Tim Kreiner and Jasper Bernes
1. The Poem
The bad romance of poem and revolution unfolds, largely, as a problem with time, a problem with timing, a surplus or shortage of time. Because the poem is, in the last instance, a disorder of time, a refusal of all the patterning markers of first and last, if and then, the poem arrives at the revolution either way too late or far too early or maybe both. The poem is either “the first repercussion of an act yet to come” or “the last shock wave whose significance escapes everyone”; either the promesse d’bonheur that will pay dividends only to the revolution’s dead, or the crucial registration of history’s truth long after all those who could have benefited from it have been imprisoned or maimed or otherwise crushed. In this sense the poem vouchsafes the truth of insurrection, itself arriving too early or too late, forced to preside over its own funeral or commanding its doomed partisans to surge forward, hopelessly, into the guns. The poem in the longue durée is therefore a doubly sad object, late for that which is itself late, or early for that which is too early.
2. The Poet
The poet is something else, alas. Every poet who remains a poet within the moment of revolt is either manager or mortician. If we say that after the revolution there will be poetry but no poems, what we mean is that every poet is a counter-revolution in miniature. To enter the commune as a poet is to remain within the individuating misprisions of language, the un-common, re-animating the carcass of authorship in accord with the status quo, a regime for which identity is to the individual what copyright law is to The State: a negation of collective activity in the name of ownership. Thus it makes as little sense to be a poet in the commune as to be a thief in communism. Proletarian shopping, like the poet, belongs to an order of things wherein need shapes women and men among the goods and affects of the marketplace. Where markets no longer reign, there is just as little need to slink through the night stealing bread from your neighbors as to insist on identities — and activities — that hinder the abolition of need as the sole artist of social forms. If poets have a part to play in smashing the state of atomistic welfare and sinecured laureates, it is not as scribes of the new, but among crowds committed to the armature of omnia sunt communia.

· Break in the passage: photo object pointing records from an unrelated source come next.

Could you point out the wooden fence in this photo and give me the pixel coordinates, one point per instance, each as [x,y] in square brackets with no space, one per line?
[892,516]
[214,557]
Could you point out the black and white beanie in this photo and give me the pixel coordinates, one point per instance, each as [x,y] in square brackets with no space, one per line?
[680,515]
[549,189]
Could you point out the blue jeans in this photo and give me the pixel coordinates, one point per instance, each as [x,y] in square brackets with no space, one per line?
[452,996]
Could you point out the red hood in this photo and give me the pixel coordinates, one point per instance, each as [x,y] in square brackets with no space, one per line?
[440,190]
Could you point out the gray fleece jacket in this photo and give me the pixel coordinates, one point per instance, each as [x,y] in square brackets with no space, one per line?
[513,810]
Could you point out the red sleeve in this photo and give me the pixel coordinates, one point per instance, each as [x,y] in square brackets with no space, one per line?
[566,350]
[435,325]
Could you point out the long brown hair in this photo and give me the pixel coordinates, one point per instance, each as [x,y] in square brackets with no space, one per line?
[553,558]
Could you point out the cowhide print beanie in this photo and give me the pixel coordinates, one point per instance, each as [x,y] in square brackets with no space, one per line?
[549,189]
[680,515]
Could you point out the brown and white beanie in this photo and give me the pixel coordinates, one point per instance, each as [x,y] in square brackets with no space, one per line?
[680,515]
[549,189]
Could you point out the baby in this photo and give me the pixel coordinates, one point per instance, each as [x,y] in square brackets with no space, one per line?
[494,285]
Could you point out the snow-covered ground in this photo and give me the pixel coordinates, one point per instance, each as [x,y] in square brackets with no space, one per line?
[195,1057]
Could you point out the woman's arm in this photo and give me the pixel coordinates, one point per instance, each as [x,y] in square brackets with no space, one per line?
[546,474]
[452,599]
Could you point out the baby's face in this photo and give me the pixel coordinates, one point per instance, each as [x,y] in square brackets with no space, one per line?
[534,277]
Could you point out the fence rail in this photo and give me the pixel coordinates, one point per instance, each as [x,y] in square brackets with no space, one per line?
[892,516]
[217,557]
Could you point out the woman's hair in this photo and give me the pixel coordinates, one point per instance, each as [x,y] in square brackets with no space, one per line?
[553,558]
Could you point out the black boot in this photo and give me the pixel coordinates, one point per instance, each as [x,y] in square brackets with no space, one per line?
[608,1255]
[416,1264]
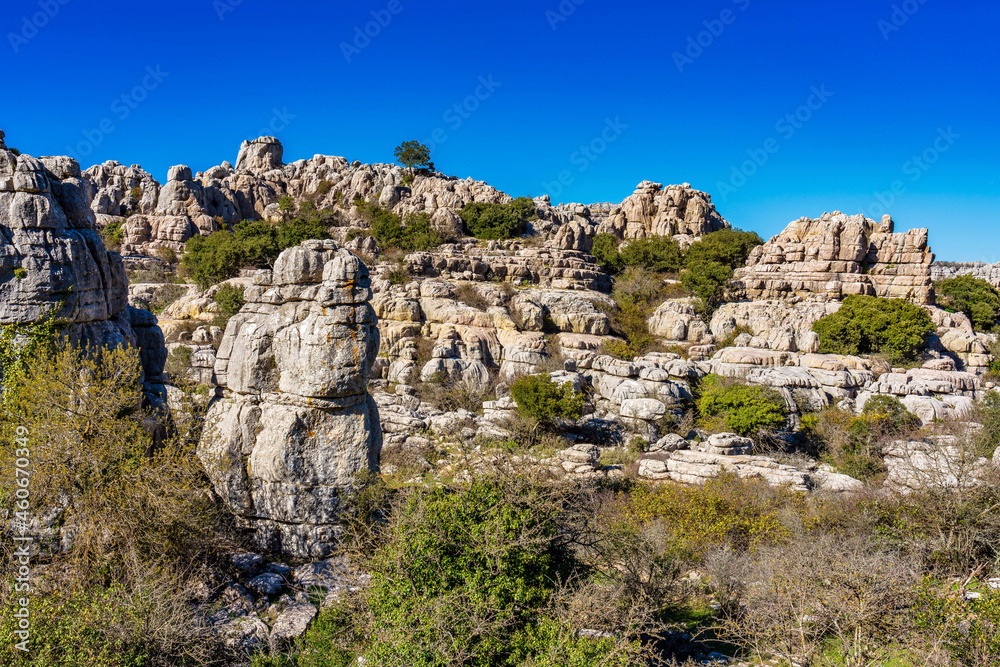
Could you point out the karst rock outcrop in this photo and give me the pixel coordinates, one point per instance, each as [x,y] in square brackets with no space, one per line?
[837,255]
[297,423]
[53,264]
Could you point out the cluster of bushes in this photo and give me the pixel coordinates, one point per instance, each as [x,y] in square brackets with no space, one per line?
[978,299]
[872,325]
[390,232]
[706,267]
[742,408]
[252,244]
[498,221]
[854,445]
[140,525]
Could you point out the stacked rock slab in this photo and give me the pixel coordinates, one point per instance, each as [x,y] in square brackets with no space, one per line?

There have never been any real revolutions just as there has probably never been any real poetry. There have been a few genuine insurrections here and there, hyperbolized and hypostasized by the literary carrion feeders they entrain, and then there have been about ten thousand counter-revolutions. That’s what history is: a Russian doll of counter-revolution inside counter-revolution from which we can trace out, in negative, the lines and forms of prospective revolution. Insurrection is a break, a swerve inserted into the prose sentence of capitalism, a breakdown, a moment in which all the habits which hold us and the rest of the world in suspension fail. The pathways and circuits through which we are herded by money and meaning and the cops disappear, and a new city emerges, from which what results is a tremendous act of improvisation. That’s what the insurrection is: a failure of habit, a collapse of the social theatre and division of roles, to which people respond with tremendous and moving acts of invention. Everything has to be refunctioned, even breathing, even speech and especially poetry. When we talk about the poetry of revolution, we mean this spirit of invention, and not poems as such, which could only be written through the continual performance of the outmoded social role of poet.
This, finally, is the sense in which we may speak of poetry and/or revolution. In fits and starts of rupture and invention, the revolution dissolves poets into the poetry of deeds and words in defiance of habit. Thus poetry’s insurrectionary acts break with the page just as revolutionary acts break with everything that exists to force us back into routines. The port blockade, the occupation, the riot, the barricade, the strike, the demo, the street fight, the general assembly – all these iterations of failure, exhilarating missteps and momentary breakthroughs finally end not with the kettles and batons, cops and courts, but in our return to the status quo. What crushes us is rarely the violence of the moment, in spite of the shock and awe of a confrontation that is more and more brutally asymmetrical. What crushes us is the longue durée of despair, the Lethean waters in which counter-revolution grows hourly to fill up the pores of days through which we drift further and further from the experience even of our most crushing failures. Poems are, at most, a rift in this despair; hence the funereal mien of their partisans as they rush into the guns and/or back onto the page. Therefore when insurrection arrives it can have no use for poems; the process of revolution it inaugurates proceeds through the abolition of poets, and the realization of poetry.